Sample Size Calculation

from statsmodels.stats.power import TTestIndPower

# Two-sample t-test power analysis
analysis = TTestIndPower()

# Calculate required sample size per group
sample_size = analysis.solve_power(
    effect_size=0.2,    # Expected effect size
    alpha=0.05,         # Significance level
    power=0.8,          # Desired power
    alternative='two-sided'
)

print(f"Required sample per group: {sample_size:.0f}")

Running the Test

import numpy as np
from scipy import stats

# Collect data
control_conversions = 120
control_total = 2000
treatment_conversions = 145
treatment_total = 2000

# Proportions
p_control = control_conversions / control_total
p_treatment = treatment_conversions / treatment_total

# Z-test for proportions
from statsmodels.stats.proportion import proportions_ztest

counts = [treatment_conversions, control_conversions]
nobs = [treatment_total, control_total]

z_stat, p_value = proportions_ztest(counts, nobs)

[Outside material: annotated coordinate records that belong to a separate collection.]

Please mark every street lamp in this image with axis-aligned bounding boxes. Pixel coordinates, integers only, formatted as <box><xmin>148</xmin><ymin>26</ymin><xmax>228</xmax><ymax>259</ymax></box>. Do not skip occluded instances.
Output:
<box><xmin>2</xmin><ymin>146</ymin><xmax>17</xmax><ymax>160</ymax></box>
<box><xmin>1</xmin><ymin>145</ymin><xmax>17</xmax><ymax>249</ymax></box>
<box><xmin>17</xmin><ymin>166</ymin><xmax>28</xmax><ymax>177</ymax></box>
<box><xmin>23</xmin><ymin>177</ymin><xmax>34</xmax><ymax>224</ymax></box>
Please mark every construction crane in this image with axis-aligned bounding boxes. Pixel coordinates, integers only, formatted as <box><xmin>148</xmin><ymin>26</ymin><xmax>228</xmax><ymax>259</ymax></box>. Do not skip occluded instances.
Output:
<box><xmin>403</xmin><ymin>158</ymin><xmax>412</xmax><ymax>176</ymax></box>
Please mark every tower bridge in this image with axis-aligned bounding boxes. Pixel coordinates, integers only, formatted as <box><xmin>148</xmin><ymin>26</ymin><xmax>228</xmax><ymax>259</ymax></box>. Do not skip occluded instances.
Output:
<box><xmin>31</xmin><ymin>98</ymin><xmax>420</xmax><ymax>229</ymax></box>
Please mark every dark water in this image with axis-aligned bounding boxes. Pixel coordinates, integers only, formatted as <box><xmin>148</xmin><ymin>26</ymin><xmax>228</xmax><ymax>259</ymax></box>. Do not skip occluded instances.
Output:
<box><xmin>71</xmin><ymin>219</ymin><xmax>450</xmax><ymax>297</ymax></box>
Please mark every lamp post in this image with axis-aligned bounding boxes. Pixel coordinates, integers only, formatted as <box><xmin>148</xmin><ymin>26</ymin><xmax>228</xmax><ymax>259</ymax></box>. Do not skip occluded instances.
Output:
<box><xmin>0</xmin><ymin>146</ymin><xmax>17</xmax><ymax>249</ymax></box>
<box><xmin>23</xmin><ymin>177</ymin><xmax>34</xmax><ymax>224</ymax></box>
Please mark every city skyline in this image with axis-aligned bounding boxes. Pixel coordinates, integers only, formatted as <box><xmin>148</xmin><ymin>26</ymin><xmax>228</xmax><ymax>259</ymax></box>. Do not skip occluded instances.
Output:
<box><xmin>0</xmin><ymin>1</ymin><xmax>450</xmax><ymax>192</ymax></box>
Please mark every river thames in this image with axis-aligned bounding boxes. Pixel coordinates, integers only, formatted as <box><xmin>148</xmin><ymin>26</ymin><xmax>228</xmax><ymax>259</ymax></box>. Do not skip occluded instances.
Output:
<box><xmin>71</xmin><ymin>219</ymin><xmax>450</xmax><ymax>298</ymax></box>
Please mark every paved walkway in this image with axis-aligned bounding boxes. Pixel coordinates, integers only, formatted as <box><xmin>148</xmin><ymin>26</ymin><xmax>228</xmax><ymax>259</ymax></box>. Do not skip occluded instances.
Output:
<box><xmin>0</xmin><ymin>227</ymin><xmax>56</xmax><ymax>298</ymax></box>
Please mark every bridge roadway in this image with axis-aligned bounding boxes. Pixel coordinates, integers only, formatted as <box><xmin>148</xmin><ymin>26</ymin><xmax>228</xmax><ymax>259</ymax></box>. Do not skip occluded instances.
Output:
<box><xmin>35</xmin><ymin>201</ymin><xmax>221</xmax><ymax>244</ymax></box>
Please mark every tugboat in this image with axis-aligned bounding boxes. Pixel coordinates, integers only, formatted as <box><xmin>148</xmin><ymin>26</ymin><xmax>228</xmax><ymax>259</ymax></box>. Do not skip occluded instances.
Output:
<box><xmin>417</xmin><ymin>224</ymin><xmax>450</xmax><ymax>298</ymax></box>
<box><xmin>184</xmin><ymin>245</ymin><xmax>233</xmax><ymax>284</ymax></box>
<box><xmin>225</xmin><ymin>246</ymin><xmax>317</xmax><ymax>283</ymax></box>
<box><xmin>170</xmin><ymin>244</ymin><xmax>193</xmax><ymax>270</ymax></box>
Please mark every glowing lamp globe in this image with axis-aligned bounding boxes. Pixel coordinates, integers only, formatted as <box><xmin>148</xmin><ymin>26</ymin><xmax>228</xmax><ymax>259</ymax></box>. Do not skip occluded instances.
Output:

print(f"Control: {p_control:.2%}")
print(f"Treatment: {p_treatment:.2%}")
print(f"Lift: {(p_treatment/p_control - 1):.2%}")
print(f"P-value: {p_value:.4f}")

if p_value < 0.05:
    print("Statistically significant difference")

Common Pitfalls

Peeking: Checking results before reaching sample size
Multiple comparisons: Testing many metrics inflates false positives
Selection bias: Non-random assignment
Novelty effects: Short-term changes that don't persist
Under-powered tests: Insufficient sample size

Sequential Testing

For continuous monitoring without peeking problems:

from scipy.stats import norm

def sequential_test(data, alpha=0.05):
    """
    Sequential probability ratio test (SPRT)
    Allows valid early stopping
    """
    # Implementation depends on specific methodology
    # Common options: SPRT, always-valid p-values
    pass

Beyond Simple A/B

A/B/n testing: Multiple variants simultaneously
Multi-armed bandits: Adaptive allocation
Factorial designs: Test multiple factors
Causal inference: When randomization isn't possible

Invest in statistical rigor. Wrong conclusions from bad testing can be worse than no testing at all.